The wider benefits to processing this data is that it may lead to improvement/acceleration in the treatment of patients that are currently being treated but have not yet received the diagnosis of RCC. This is important because RCC is a debilitating condition, similar in severity to Chronic Obstructive Pulmonary Disorder (COPD). Therefore, earlier diagnosis and appropriate treatment would be of great benefit to sufferers.

As this project is a non-interventional data study, it is not in scope for Good Clinical Practice (GCP). We will comply with Good Pharmacoepidemiology Practice (GPP).
Patient data will only be accessed and processed by substantive employees of NorthWest EHealth Limited and potentially by MSD employees for the purposes of monitoring. The study monitors working for MSD (on MFT premises) will have access to the consented patients paper clinical records from the cough clinic. A small subset of these will be used to check that the data entered into the eCRF by the Research Nurse has been done so correctly. The study monitors do not have access to NHS Digital or GP derived data. All such staff (NWEH and MSD) will have honorary contracts with MFT. Data will not be accessed or processed by any other third parties not mentioned in this agreement. SRFT and Microsoft Azure will process data for the purposes of data base storage and database back up only.
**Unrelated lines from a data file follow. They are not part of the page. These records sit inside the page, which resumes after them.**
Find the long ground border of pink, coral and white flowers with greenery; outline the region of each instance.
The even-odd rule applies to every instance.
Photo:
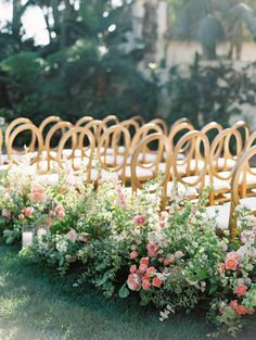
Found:
[[[176,311],[207,311],[220,330],[234,335],[256,308],[256,218],[236,211],[238,238],[217,236],[206,215],[207,191],[197,202],[174,196],[163,209],[150,185],[137,196],[119,182],[97,190],[60,176],[54,186],[10,172],[0,199],[3,234],[38,227],[22,256],[76,270],[74,286],[88,282],[105,295],[138,295],[161,310],[163,322]],[[16,175],[15,175],[16,176]],[[9,231],[8,231],[9,230]]]

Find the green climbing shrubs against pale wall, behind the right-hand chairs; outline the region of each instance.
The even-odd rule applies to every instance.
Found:
[[[170,122],[187,116],[195,126],[216,121],[228,126],[232,114],[240,114],[240,104],[255,105],[256,84],[249,67],[236,72],[232,63],[204,65],[195,58],[185,71],[174,66],[169,72],[167,89],[170,102]]]

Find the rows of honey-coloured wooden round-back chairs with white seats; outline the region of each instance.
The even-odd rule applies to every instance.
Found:
[[[55,123],[54,118],[59,117],[49,117],[39,128],[31,123],[26,124],[27,121],[23,121],[26,118],[11,123],[5,134],[11,161],[18,163],[18,156],[13,149],[14,140],[24,130],[30,130],[31,142],[27,151],[34,155],[31,163],[37,164],[39,173],[49,173],[55,163],[63,166],[66,164],[63,162],[65,159],[74,171],[86,168],[87,181],[99,179],[102,173],[107,176],[111,172],[117,174],[124,184],[131,182],[132,189],[136,190],[145,180],[163,172],[168,184],[175,177],[182,189],[184,186],[188,187],[187,197],[191,199],[195,199],[203,187],[212,185],[210,204],[230,199],[231,169],[242,150],[248,149],[256,139],[255,133],[249,136],[248,127],[243,122],[229,129],[222,129],[219,124],[213,122],[201,131],[196,131],[192,124],[183,118],[174,124],[169,135],[166,136],[159,126],[161,119],[139,127],[139,123],[133,118],[107,128],[107,123],[117,122],[115,116],[106,117],[104,123],[82,117],[77,122],[77,126],[68,122]],[[25,124],[22,124],[24,122]],[[53,122],[55,124],[43,140],[43,129]],[[133,137],[129,131],[131,124],[137,128]],[[102,131],[99,133],[99,129]],[[207,133],[214,129],[218,135],[209,143]],[[240,129],[244,129],[244,139]],[[57,148],[52,148],[51,140],[57,130],[62,130],[63,137]],[[183,130],[188,133],[182,137],[180,133]],[[154,138],[146,139],[146,136]],[[180,138],[174,142],[177,136]],[[156,142],[157,139],[161,144],[152,150],[149,143]],[[234,149],[232,152],[231,147]],[[100,175],[95,171],[95,153],[99,167],[102,169]],[[255,188],[253,175],[249,174],[252,189]],[[167,189],[168,192],[171,191],[170,185]],[[244,192],[242,194],[245,196]]]

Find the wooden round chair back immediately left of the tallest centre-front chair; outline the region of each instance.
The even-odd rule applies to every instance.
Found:
[[[125,184],[129,149],[130,134],[128,129],[120,124],[108,127],[98,143],[97,155],[100,168],[117,174]],[[107,152],[108,150],[112,150],[111,154]]]

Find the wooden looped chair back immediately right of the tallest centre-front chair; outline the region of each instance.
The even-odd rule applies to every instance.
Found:
[[[190,148],[187,148],[188,144]],[[201,150],[200,154],[202,158],[200,159],[197,159],[197,149]],[[204,189],[205,176],[208,173],[208,164],[209,141],[205,134],[193,130],[182,136],[175,146],[172,154],[171,168],[175,179],[184,186],[197,189],[201,193]],[[194,175],[192,177],[184,176],[190,174],[192,165]]]

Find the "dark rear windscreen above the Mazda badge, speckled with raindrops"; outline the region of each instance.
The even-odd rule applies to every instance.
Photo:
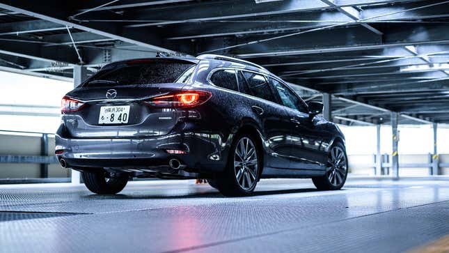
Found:
[[[100,70],[84,86],[184,83],[193,74],[195,66],[194,63],[175,61],[130,63]]]

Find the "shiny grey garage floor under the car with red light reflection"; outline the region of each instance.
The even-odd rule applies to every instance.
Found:
[[[449,181],[261,181],[225,198],[193,181],[1,185],[0,252],[404,252],[449,234]]]

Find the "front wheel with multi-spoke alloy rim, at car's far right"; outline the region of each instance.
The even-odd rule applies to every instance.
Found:
[[[330,162],[333,160],[333,151],[342,152],[339,164]],[[336,156],[336,155],[334,155]],[[345,185],[347,178],[347,155],[346,148],[341,142],[333,144],[329,149],[328,162],[326,164],[326,174],[324,176],[313,177],[312,181],[318,190],[340,190]]]

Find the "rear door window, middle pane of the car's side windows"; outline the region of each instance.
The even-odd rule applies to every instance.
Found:
[[[271,93],[271,88],[267,82],[267,79],[263,75],[259,75],[253,72],[243,71],[244,79],[248,84],[249,93],[258,98],[276,102],[276,98]]]

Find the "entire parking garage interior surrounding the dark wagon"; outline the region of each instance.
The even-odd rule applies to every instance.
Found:
[[[102,66],[256,63],[346,136],[342,190],[194,180],[88,192],[54,156],[60,99]],[[449,1],[0,1],[0,252],[448,252]],[[54,124],[54,125],[53,125]]]

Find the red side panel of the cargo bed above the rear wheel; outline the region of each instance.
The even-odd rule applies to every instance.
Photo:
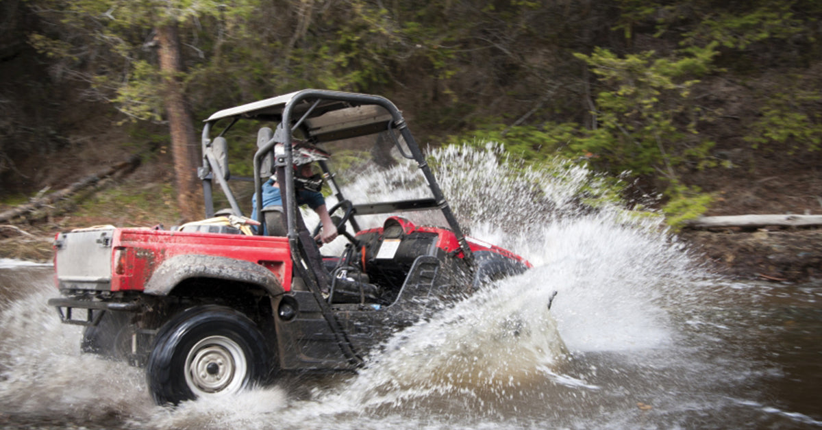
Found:
[[[285,291],[291,289],[292,261],[286,238],[117,229],[112,245],[112,291],[144,289],[145,283],[163,261],[184,254],[251,261],[271,270]]]

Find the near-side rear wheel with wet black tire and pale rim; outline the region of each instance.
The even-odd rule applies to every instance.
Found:
[[[229,307],[192,307],[160,328],[145,377],[158,405],[229,395],[263,382],[266,340],[256,324]]]

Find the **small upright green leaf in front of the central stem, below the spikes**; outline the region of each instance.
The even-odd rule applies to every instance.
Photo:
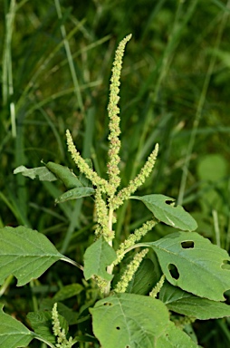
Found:
[[[90,279],[92,275],[99,275],[110,281],[112,275],[106,272],[106,267],[116,259],[117,254],[110,245],[99,238],[95,243],[86,249],[84,254],[84,277]]]

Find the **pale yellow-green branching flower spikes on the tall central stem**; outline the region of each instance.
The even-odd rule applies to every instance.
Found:
[[[126,199],[130,197],[139,187],[145,182],[152,172],[157,156],[158,156],[158,144],[155,149],[149,155],[143,168],[140,170],[136,178],[129,181],[129,185],[126,188],[120,189],[120,109],[118,102],[120,100],[120,73],[122,68],[122,59],[125,51],[125,46],[129,42],[131,34],[126,36],[119,44],[115,53],[115,58],[112,67],[112,73],[110,78],[110,99],[108,105],[109,114],[109,150],[108,150],[108,163],[107,173],[109,179],[102,179],[93,169],[89,167],[85,160],[82,159],[78,150],[76,150],[72,135],[70,131],[66,131],[68,150],[72,154],[72,160],[74,160],[77,167],[80,169],[88,179],[91,180],[95,189],[95,211],[97,226],[95,234],[97,237],[103,237],[112,247],[112,240],[115,237],[115,233],[112,230],[112,224],[114,223],[114,210],[118,209]],[[145,236],[149,230],[156,225],[157,221],[152,219],[143,224],[134,231],[117,250],[117,259],[107,267],[107,272],[111,275],[113,267],[118,265],[122,258],[131,248],[133,248],[136,242],[143,236]],[[127,270],[121,276],[120,282],[116,286],[115,291],[120,293],[124,292],[131,280],[132,276],[139,267],[139,264],[144,256],[148,253],[148,249],[142,250],[136,254],[127,267]],[[110,282],[106,282],[103,279],[95,276],[94,279],[101,288],[101,292],[104,294],[110,293]]]

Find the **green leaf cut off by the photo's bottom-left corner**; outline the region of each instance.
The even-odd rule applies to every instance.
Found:
[[[24,324],[4,313],[3,306],[0,309],[0,323],[1,348],[26,347],[34,338],[34,333]]]

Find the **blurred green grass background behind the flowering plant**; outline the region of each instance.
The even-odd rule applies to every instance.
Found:
[[[68,128],[82,156],[106,177],[111,63],[117,44],[131,33],[120,90],[121,185],[158,142],[156,169],[139,194],[177,198],[196,218],[198,232],[229,251],[229,3],[2,1],[0,226],[33,227],[82,262],[93,240],[91,198],[54,207],[62,185],[14,176],[13,170],[39,167],[41,160],[72,168]],[[147,218],[144,206],[125,204],[118,212],[118,241]],[[170,231],[161,225],[147,238]],[[82,283],[80,272],[62,267],[53,266],[24,289],[10,279],[3,296],[8,313],[26,321],[24,314],[47,295]],[[97,296],[93,285],[84,286],[85,295],[72,303],[82,313]],[[228,319],[194,327],[202,346],[229,347]]]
For all consented patients Name, NHS number and date of birth will be entered into an electronic Case Report Form (eCRF) by a Research Nurse at MFT. This data is loaded into the study database hosted by SRFT. The NWEH Research Nurses and other NWEH staff working at MFT have honorary contracts with MFT. These honorary contract holders will not have access to NHS Digital or GP data.
NWEH will send Participant IDs and NHS numbers to NHS Digital to allow identification of study patients within the Hospital Episode Statistics Admitted Patient Care, Outpatients and Diagnostic Imaging databases (DID).

The data requested from NHS Digital using Participant ID will allow linkage to primary care data sets obtained by a third party (Apollo Medical Ltd). Point for clarification: the protocol says that EMIS or 'some other specialist company' will extract the GP data. At the time of writing the protocol it was hoped that there would be enough patients in EMIS practices that the project could use just those practices. It subsequently became clear that this would not be the case and it would be necessary to use a specialist company which could extract data from a range of GP systems. Apollo is the specialist company that was chosen to work with.
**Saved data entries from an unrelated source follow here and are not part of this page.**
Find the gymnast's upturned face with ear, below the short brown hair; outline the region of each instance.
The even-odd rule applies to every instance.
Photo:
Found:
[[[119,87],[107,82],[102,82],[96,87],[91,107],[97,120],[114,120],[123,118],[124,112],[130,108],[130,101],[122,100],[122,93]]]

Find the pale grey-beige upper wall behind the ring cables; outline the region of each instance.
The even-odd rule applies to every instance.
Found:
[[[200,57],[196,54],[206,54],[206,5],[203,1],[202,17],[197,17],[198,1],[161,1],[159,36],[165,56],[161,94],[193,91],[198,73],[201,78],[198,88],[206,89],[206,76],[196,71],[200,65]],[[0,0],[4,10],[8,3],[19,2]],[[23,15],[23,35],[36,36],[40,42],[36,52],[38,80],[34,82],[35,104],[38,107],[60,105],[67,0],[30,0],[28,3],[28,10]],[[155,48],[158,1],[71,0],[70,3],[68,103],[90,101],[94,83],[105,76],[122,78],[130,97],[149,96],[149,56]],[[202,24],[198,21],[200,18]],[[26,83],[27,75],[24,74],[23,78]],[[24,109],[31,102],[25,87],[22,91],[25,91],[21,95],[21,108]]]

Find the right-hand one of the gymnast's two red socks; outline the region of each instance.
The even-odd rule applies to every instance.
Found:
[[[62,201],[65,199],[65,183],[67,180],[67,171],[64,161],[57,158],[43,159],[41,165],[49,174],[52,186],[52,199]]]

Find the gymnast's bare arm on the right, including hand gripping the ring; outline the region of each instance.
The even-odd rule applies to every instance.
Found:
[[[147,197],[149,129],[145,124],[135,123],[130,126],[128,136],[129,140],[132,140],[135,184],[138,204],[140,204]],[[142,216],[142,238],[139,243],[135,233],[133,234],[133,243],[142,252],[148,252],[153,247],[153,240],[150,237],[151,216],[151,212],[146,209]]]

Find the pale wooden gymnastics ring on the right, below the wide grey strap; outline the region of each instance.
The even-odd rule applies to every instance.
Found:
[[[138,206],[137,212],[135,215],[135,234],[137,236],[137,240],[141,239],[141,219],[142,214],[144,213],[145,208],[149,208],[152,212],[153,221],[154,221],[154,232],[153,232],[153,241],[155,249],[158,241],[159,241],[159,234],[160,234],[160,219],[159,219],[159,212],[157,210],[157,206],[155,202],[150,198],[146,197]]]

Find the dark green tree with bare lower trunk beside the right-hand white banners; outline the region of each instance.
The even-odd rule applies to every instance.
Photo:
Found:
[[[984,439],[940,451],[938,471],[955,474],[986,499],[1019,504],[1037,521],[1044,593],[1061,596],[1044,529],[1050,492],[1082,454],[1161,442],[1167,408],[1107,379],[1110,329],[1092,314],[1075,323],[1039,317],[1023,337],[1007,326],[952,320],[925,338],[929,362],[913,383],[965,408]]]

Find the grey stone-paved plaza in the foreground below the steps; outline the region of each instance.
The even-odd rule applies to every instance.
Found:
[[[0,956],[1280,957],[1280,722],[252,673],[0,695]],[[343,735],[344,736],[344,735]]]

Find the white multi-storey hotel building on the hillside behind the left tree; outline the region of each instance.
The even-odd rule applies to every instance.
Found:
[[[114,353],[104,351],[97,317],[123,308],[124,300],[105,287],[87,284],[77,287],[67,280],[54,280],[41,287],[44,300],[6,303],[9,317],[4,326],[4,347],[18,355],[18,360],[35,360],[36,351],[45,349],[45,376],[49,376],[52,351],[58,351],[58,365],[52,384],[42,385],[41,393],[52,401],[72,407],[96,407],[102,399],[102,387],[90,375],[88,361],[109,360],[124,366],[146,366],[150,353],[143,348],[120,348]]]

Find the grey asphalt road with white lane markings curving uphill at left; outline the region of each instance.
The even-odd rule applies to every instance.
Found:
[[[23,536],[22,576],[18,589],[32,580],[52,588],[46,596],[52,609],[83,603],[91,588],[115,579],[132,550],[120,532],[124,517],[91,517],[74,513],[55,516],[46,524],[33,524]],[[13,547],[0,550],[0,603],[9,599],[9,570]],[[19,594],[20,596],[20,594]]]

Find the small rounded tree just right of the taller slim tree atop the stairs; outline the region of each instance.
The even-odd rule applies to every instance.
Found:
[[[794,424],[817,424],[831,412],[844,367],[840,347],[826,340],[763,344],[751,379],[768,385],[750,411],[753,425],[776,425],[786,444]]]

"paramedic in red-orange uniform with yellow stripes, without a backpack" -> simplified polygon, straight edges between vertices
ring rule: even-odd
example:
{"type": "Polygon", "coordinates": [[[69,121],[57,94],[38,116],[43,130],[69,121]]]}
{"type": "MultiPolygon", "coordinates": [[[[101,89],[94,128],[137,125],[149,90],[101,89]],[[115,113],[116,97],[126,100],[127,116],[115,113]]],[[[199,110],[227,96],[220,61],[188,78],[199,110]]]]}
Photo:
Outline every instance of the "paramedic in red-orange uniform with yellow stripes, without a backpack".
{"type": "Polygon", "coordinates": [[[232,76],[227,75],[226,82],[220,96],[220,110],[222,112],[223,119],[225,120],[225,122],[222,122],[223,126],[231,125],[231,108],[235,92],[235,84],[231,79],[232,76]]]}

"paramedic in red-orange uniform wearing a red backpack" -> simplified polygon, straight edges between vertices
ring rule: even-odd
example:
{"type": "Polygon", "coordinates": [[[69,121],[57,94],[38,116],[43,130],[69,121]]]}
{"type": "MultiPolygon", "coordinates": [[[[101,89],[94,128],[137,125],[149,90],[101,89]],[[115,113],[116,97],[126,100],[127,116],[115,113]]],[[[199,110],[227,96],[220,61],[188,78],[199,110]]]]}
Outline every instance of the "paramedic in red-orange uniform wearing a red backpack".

Data from all GP practices will contain the patients full medical record from 5 years pre-diagnosis to 2 years post-diagnosis with RCC. The only identifiable data will be date of birth, date of death, ethnicity and gender.

Apollo Medical only extracts the data, no further processing is performed by them. They do not store or access the data. Apollo software is installed on the GP system and facilitates a direct transfer of data from the GP practice to an agreed endpoint in NWEH's subscription within the SRFT Azure tenancy. All data are transmitted over a secure network. The NWEH Database Administrator (DBA) team will link the GP data to the HES and DID data using Participant ID. The HRU analysis will be done by the NWEH Statistics team who will only have access to the de-identified (no NHS number) data. The analysis does not require any knowledge of the individual patients͛ identity (name or address). At no point will the NHS Digital data be linked to any other data source which could identify patients. The NWEH DBA and Statistics teams all have honorary NHS contracts with SRFT and work in accordance with SRFT Information Governance policies. All NWEH staff undergo annual NHS Information Governance training through SRFT.

A pseudonymised data set from the Salford Integrated Record (SIR) will provide the control group. As it is pseudonymous, this data will not be linked to GP records or any NHS Digital data set. No data will flow to NHS Digital from this control data set. SIR is owned by Salford CCG and hosted by SRFT. The SIR Governance Board has given approval for the use of this data.

Data analysis will be carried out according to a pre-determined statistical analysis plan.